Ils étaient seize, il n’en reste plus qu’un
 

Il y a dix mois et demi, un sulfureux personnage de télé, magnat de l’immobilier, faisait son entrée sur la scène politique américaine. Si Donald Trump n’a jamais eu de mandat électoral, il a souvent donné son opinon politique, tantôt démocrate, tantôt républicaine. C’est finalement chez les seconds qu’il s’est présenté. Au début de la campagne, il ne semblait pas faire le poids face aux mastodontes du parti comme Jeb Bush, Ted Cruz ou encore le favori de l’establishment, Marco Rubio. Pourtant, à coup de mimiques et de paroles sulfureuses, il a réussi a rassembler derrière lui de plus en plus d’électeurs républicain.
 

Hier s’est déroulée la primaire de l’Indiana.

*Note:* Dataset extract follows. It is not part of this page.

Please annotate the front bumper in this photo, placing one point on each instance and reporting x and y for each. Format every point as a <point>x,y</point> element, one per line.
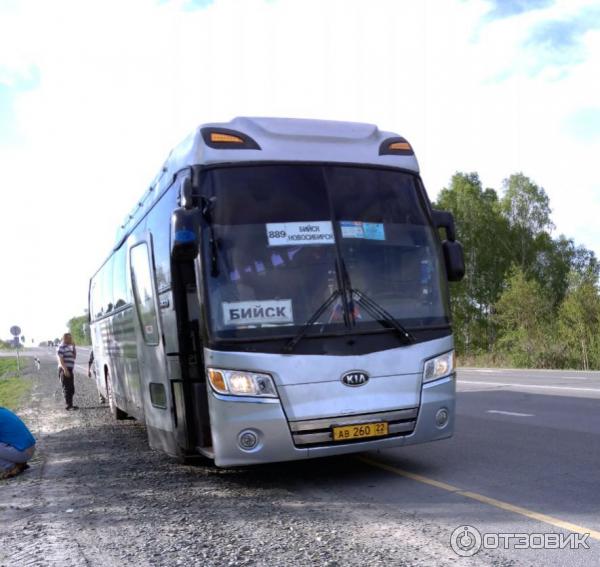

Dans cet état du midwest, tout près de Chicago,  c’est Donald Trump qui a gagné, encore, avec une avance considérable. Il a recueillit plus de 53% des votes, laissant des miettes à Cruz et Kasich, les deux derniers candidats en lice. Dans cet état Winner takes all, le milliardaire a ainsi récolté tous les délégués, au nombre de cinquante-sept.  Suite a cette défaite cinglante, Cruz s’est retiré de la course, et, peu de temps après, c’était au tour de Kasich d’en faire de même.
 

Si Trump n’est pas officiellement le candidat républicain pour 2016, il l’est officieusement. Il faudra en effet attendre la convention nationale à Cleaveland dans l’Ohio le 18 juillet pour institutionnaliser Trump comme le porte-étendard des républicains. Evidemment, cette victoire totale du milliardaire a entrainé de nombreuses réactions des politiques outre-Atlantique. Reince Priebus, président du comité national républicain, s’est fendu d’un tweet déclarant que lui et tous les républicains se doivent de s’unir pour battre Clinton. En effet, si l’establishment républicain ne porte pas Trump dans son cœur, il lui reste largement préférable à Hillary Clinton.

 


Victoire surprise de Sanders
 

Du coté démocrate, Hillary Clinton est toujours en bonne voie de gagner, et ce malgré ce petit accident dans l’Indiana. Bernie Sanders s’est imposé dans cet état par 52,7% à 47,3%. Sanders met donc fin a une série de défaites, et son objectif  est désormais d’empêcher Clinton de recueillir la marque de 2383 délégués. C’est encore possible s’il continue de gagner par surprise dans des Etats où il était donné perdant. S’il réussit son pari, il sera présent aux cotés de Clinton à la convention nationale des démocrates qui se déroulera le 25 juillet à Philadelphie. Là-bas il sera néanmoins battu, sanctionné par le vote des « Super Electeurs » qui préfère Hillary.
 

Le combat final opposera donc de manière quasiment certaine Trump et Clinton, dans un duel opposant un républicain à une démocrate, un homme anti-establishment contre une des figures emblématiques de l’establishment. Pour le moment, Clinton est donnée gagnante selon les derniers sondages, mais elle traîne derrière elle de nombreuses casseroles, comme l’affaire des e-mails et sa gestion de la crise en Libye. Trump, lui, aura du mal à fédérer les Américains derrière lui, mais avec sa dynamique actuelle, tout reste encore possible.